Brandon McClung was “set free of his pain and his braces” on April 7, 2019. That was the lead sentence of the obituary for our 39-year-old colleague, who took his life on a Sunday afternoon at his home in Charlotte. Our hearts hurt terribly that our good friend, who had worked at Sports Business Journal since 2005, is gone.
The first thing his father told me in an emotional conversation the morning after was, “He loved all of you. He loved his job.” That’s how everyone felt about Brandon, one of the kindest and gentlest people you could ever meet.
Brandon was born with spina bifida, a devastating condition that made his life so difficult. He worked in our Charlotte office as a key research associate tirelessly for 14 years — at his desk daily by 7:30 a.m. and staying late. We all saw how the simple things in life that most of us take for granted were a challenge for Brandon. And though he faced those challenges with remarkable courage and without complaint, the heartbreaking part is that, as he told some of those closest to him, he knew the physical challenges he faced would only get worse and make it more difficult to care for himself. That surely discouraged and clouded the long-term outlook of this fiercely independent young man.
And was Brandon ever independent. He grew up in West Virginia, where his grandfathers and father worked in the coal mines. He was the first member of his immediate family to go to college, and after he received his master’s degree in Sports Administration at West Virginia University, he came to Charlotte, bought his own car and began his career. I’ll never forget the pride in his sweet, soulful brown eyes when he told me three years ago he had put in an offer on a home. He was so happy and excited.
Brandon refused to let his physical difficulties affect the way he was treated. He didn’t want you to hold a door open for him. He didn’t want you to slow down or wait for him. “Go ahead,” he would signal with a wave. He’d meet you. And he never, ever complained, even though you knew there were so many days when he felt terrible and was dealing with consistent, significant pain. Every day he faced down spina bifida, and any day you were feeling sorry for yourself, all you had to do was look at Brandon and how he faced his barriers with hard work and courage, all while maintaining such kindness, humor and an easy nature. That would change your outlook pretty quickly.

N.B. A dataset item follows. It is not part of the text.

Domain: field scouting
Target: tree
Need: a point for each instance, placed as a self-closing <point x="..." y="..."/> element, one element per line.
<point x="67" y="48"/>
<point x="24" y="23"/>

Brandon was always rooted in the right values — love of his family, his home state of West Virginia and the Mountaineers, and especially sports. He knew his sports. Boy, he could rattle off facts, figures and which college each starter in any league attended. But working at Sports Business Journal wasn’t enough for Brandon. He would leave the office and go handle stats for a variety of University of North Carolina-Charlotte sports teams, including football, basketball and baseball, as well as the Class AAA Charlotte Knights and, on Sundays in the fall, the Carolina Panthers. We all marveled at his work ethic and excitement at being around competition. After a long week, I’d ask him, “Don’t you want some time off?” He’d quickly shake his head and exclaim, “I love it!” He truly did.
We will miss Brandon. We look at his cube and dearly wish he was gathering data and analyzing his Excel files. We really wish we could hear his gentle laugh and see his face get red and his eyes well up after a funny story. We truly wish we were with him on that last Sunday. We wish we could have helped our friend.
Our friend, Brandon, is set free of his pain and his braces. But the legacy of his life, courage and kindness will live in our hearts and at SBJ for many years to come.